Kiss goodbye to your abbreviated accounts

  • By Mercia Group
  • 28 April 2015 00:00

For some small companies, the option to file abbreviated accounts provides a viable way of keeping private company information out of the public domain. However, changes introduced within The Companies, Partnerships and Groups (Accounts and Reports) Regulations 2015 remove this option.

For periods commencing on or after 1 January 2016 (or one year earlier if directors choose to early-adopt the legislative changes) the option to file abbreviated accounts for small and medium-sized companies is removed. In this blog, we'll look some of the implications.

What's changing?

A small company currently has a number of options when it comes to filing their accounts. First, they could file their full accounts. Second, they could remove the directors' report and / or profit and loss account from the full accounts and file the rest. Third, they could choose to file abbreviated accounts.

The abbreviated accounts option currently permits a small company to prepare full accounts for the members and then file only the highlights at Companies House. No directors' report or profit and loss account, a stripped-back balance sheet and very limited notes.

A lot of small companies still take this third option and it's this option that is being removed.

Don't the new regulations reduce small company disclosures anyway?

Well, there's the rub. Once you get into the finer detail of the new disclosure requirements, the answer is that disclosures probably don't reduce that much for most small companies. For example, employee numbers will be disclosed and as a consequence of FRC proposals to move small companies onto FRS 102 more fair value disclosure will be made.

The second filing option above is retained. But whilst the company would be able to remove the directors' report and profit and loss account, the notes remain.

This means, for example, that whereas current abbreviated accounts disclose limited information on directors' advances, credit transactions and guarantees; the new rules require that disclosures of certain other related party transactions find their way into the filed accounts as well. There is also more analysis of balance sheet items than seen in an equivalent set of abbreviated accounts, unless...

What about the new abridged accounts option?

The regulations permit the accounts for the members to include an abridged profit and loss and / or balance sheet if all the members agree. This is nothing to do with the 'old' abbreviated accounts filing option - we're talking about the 'full' accounts here.

For the purpose of this blog, lets ignore the abridged profit and loss account (on the basis that it doesn't need to be filed anyway) and think about abridging the balance sheet. This option would cut down on some of the analysis of fixed assets and debtors that would otherwise be seen in the notes of un-abridged (and hence filed) accounts. As long as those accounts still show a true and fair view of course! On the subject of 'true and fair'...

Micro-entities file next-to-nothing, right?

Not wrong. Actually the removal of options to file abbreviated accounts might make some companies reconsider this currently unloved sibling of the small companies' regime.

The option of filing a simplified balance sheet and a couple of limited notes (coupled with simplified recognition and measurement requirements when compared to FRS 102) might make these 'deemed true and fair' accounts more popular going forward where a qualifying company is looking to limit the information they file.
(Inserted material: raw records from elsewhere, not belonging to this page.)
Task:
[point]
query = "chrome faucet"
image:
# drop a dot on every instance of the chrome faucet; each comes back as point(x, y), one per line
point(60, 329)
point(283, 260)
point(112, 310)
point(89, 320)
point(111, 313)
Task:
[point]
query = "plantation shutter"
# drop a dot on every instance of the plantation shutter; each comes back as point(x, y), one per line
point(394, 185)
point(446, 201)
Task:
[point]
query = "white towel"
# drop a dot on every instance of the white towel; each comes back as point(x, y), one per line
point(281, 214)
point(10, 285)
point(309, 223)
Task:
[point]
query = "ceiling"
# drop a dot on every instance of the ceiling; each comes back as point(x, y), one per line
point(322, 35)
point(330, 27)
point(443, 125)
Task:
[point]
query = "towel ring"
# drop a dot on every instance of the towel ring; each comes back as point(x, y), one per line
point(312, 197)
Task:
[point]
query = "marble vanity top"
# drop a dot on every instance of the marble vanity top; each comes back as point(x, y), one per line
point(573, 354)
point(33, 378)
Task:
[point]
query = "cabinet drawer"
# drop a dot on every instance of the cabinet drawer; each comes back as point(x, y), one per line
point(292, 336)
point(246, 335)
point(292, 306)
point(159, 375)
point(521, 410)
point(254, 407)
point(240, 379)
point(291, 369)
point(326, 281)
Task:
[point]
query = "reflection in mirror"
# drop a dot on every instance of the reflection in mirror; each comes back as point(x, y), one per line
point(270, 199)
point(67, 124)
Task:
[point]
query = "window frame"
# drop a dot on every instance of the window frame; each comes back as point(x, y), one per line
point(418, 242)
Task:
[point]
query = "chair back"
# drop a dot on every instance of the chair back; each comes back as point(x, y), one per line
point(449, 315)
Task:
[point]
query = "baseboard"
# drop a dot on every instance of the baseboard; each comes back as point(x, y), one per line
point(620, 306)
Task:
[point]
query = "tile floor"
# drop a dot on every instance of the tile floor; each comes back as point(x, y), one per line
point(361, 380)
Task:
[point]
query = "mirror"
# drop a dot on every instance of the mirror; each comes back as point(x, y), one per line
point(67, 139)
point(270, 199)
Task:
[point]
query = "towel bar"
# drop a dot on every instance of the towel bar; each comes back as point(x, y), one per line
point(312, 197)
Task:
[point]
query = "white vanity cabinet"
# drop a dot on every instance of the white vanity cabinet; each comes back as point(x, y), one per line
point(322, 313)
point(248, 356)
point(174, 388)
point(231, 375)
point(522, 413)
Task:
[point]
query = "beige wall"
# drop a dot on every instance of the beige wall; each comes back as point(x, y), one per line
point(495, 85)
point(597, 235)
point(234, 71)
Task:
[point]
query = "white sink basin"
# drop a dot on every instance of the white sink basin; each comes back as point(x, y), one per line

Expect to hear more on micro-entity reporting over the coming months as this reporting route starts to gain traction.

Are you going to dress this up as an opportunity?

Yes...well, maybe.

Maybe we aren't right to just file abbreviated accounts because it is an option - a number of small companies don't. Maybe it really is harming the prospects of the company, their access to finance and trading opportunities with businesses not willing to ask (and wait) for full accounts.

Maybe this will give some within the accountancy profession the shot in the arm needed to come out from under the accounts software safety blanket and think about the information that is really relevant to their clients and users of their accounts. Or maybe your clients just don't want people downloading information about their juicy related party transactions for free from Companies House.

Whether you agree with the changes or not (and many won't); they are happening. Affected companies and their advisors need to think about the statutory reporting route that best suits their future circumstances. There is still a bit of time to consider the options, but the clock is ticking.